Nós somos criados em uma sociedade onde somos educados para sermos aprovados ou desaprovados. Veja como vive uma criança: quando se comporta como papai e mamãe mandou ela é aprovada. Se não, é reprovada, castigada, etc. Na escola se tirar boas notas e se comportar direitinho é aprovada, se não comportar e não tirar boas notas é reprovada, e assim vai pela vida afora.

Nosso sistema de crenças atual foi formado a partir da maneira de pensar o mundo em conformidade com a física newtoniana.

A teoria de Isaac Newton influenciou o mundo de tal maneira que tudo aquilo que não fosse lógico, linear, etc., não poderia ser considerado científico. Portando o mundo newtoniano privilegia a razão, a lógica, a explicação, a temporalidade. A realidade é vista como linear, única, imutável, etc. Perdemos muito tempo dando explicações sobre coisas inexplicáveis. Por isso ainda hoje ficamos dando explicações sobre o que fazemos, o que queremos, o que pensamos, o que sentimos, etc.

Albert Einstein mudou a maneira de ver o mundo com a sua teoria da relatividade, onde tudo é relativo e nada é único, nada é imutável, tudo é mutável.

Hoje com a teoria da física quântica, tendo como um dos precursores, David Bohm, associada ao estudo da fisiologia do cérebro por Karl H. Pribram, abrimos novos horizontes para a visão do mundo, além daquela mecanicista de Newton, para pensar e compreender em que consiste a realidade.

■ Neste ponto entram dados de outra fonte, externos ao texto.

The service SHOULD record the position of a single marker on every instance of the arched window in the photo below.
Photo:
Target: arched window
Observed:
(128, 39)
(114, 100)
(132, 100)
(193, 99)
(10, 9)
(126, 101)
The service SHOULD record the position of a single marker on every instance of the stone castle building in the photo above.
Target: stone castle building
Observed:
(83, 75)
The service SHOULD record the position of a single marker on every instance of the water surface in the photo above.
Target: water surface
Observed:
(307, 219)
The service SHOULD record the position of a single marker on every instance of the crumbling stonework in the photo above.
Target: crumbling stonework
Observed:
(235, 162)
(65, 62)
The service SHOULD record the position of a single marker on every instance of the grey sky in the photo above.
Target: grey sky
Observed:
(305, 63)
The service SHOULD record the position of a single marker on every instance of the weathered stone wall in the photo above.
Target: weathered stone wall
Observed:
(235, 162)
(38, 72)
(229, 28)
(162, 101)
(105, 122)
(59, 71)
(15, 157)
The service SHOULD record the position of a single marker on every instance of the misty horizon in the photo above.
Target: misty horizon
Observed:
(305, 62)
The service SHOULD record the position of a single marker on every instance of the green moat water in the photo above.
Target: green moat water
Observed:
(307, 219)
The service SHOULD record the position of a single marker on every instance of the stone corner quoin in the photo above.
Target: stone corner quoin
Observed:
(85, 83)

Esta nova teoria propõe que tudo o que existe é expressão de uma rede energética holográfica em movimento ondulatório fora das categorias de espaço e tempo. Esta rede energética ondulatória se expressa na chamada ordem “explicada” (tudo aquilo que nos aparece) e uma ordem “implicada” (tudo aquilo que constitui em energia fundante). A mente é um arranjo linear de sucessivos momentos de agora. Cada agora contém a totalidade, de acordo com a teoria Holônica.

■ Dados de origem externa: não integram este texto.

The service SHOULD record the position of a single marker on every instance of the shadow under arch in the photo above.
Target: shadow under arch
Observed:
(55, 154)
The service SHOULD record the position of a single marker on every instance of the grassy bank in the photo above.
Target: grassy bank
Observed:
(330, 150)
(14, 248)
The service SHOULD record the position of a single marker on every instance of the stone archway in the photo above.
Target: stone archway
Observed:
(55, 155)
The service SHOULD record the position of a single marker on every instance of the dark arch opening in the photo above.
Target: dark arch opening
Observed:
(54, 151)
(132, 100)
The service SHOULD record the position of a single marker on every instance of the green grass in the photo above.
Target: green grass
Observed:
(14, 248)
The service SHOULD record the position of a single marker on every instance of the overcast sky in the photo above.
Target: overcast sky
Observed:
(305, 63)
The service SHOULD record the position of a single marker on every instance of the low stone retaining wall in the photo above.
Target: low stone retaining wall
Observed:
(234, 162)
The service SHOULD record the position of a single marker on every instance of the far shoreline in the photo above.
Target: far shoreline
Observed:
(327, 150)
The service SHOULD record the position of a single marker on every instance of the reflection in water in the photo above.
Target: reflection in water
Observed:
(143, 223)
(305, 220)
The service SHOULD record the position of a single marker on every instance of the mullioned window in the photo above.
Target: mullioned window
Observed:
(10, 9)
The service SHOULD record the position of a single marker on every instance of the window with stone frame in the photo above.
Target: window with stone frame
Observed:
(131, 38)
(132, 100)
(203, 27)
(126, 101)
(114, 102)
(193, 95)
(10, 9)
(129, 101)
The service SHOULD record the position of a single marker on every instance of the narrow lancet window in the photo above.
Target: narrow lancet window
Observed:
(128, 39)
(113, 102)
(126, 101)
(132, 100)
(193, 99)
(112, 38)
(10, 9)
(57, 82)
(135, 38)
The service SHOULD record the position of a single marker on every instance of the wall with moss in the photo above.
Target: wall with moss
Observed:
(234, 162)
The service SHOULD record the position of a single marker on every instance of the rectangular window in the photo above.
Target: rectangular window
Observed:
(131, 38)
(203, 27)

A explicação que damos do que pensamos, sentimos, fazemos, etc., é algo que está quase ligado ao ser aprovado ou não aprovado da nossa cultura. A compulsão e repetição é um intento da mente reparar o que está errado, ou seja, é uma tentativa de fechar uma Gestalt que ficou incompleta (ou fixada). Conclusão: crescemos fazendo coisas para sermos aprovados ou não. O aprovar e o não aprovar pertence ao mundo dos valores (mundo do bom e do mau, do mundo axiológico). A explicação é algo que está quase ligado ao ser aprovado ou não.

Por exemplo, se uma pessoa me rejeita, sinto-me mal e fico sentindo-me desqualificado. Quando alguém aceita a minha explicação, eu sinto que me aceita. São dois universos completamente distintos: uma pessoa tem todo o direito de me aceitar ou não e isto não tem nada a ver com o fato de ser aprovado ou reprovado, porque aprovação e reprovação, como disse acima, pertence ao mundo dos valores. O gostar ou não gostar tem a ver com mundo das circunstâncias.

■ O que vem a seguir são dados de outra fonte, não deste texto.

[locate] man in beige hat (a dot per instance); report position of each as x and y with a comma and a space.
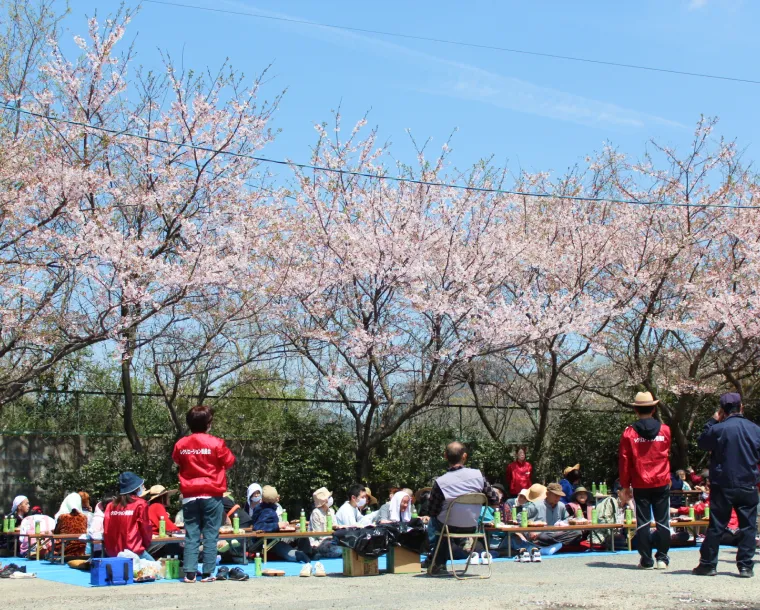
551, 511
644, 465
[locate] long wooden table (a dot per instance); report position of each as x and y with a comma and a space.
630, 530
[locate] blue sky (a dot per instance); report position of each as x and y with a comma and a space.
536, 114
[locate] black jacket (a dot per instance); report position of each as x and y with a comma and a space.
735, 451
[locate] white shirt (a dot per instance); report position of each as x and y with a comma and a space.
348, 516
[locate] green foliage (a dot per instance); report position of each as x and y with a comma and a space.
591, 439
99, 474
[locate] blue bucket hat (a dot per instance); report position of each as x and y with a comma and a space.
129, 482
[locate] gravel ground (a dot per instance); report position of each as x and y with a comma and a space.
579, 582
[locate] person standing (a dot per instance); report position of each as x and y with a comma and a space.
644, 465
734, 446
203, 462
518, 475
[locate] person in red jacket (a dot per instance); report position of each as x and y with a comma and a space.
203, 462
518, 474
126, 525
645, 466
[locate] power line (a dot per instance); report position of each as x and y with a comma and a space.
333, 170
462, 43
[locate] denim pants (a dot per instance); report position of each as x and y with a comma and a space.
722, 500
649, 502
202, 516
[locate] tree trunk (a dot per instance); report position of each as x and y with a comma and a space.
362, 464
129, 424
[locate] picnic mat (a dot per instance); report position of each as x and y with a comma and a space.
69, 576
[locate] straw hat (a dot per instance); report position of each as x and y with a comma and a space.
158, 491
269, 494
535, 493
644, 399
321, 496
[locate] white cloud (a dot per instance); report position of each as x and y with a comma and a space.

Assim sendo, nossa abordagem terapêutica é sempre direcionada para que o cliente deixe de viver sua vida no mundo dos valores (crenças, paradigmas) e passa a viver no mundo das circunstâncias. Ou seja, sair de um mundo inexistente (mundo das idéias) e passar a viver no mundo das circunstâncias (mundo do aqui e agora).

Bibliografia:

1 – Berne, E. O Que Você Diz Depois de Dizer Olá?, Nobel, São Paulo, 1988.
2 – Steiner, C. Os Papéis Que Vivemos na Vida, Editora Artenova, Rio de Janeiro, 1976.
3 – Erskine, R. Sistema de Disfarces, Conferência Magna do VII Congresso Brasileiro de AT realizado em São Paulo em 1985, in: Revista de Análise Transacional número 4 (maio/agosto), 1985, Órgão da UNAT-BR e ALAAT.
4 – Capra, F., O Tao da Física, Cultrix, S. Paulo, 1975, 1983.
5 – Capra, F., O Ponto de Mutação, Cultrix, S. Paulo, 1982.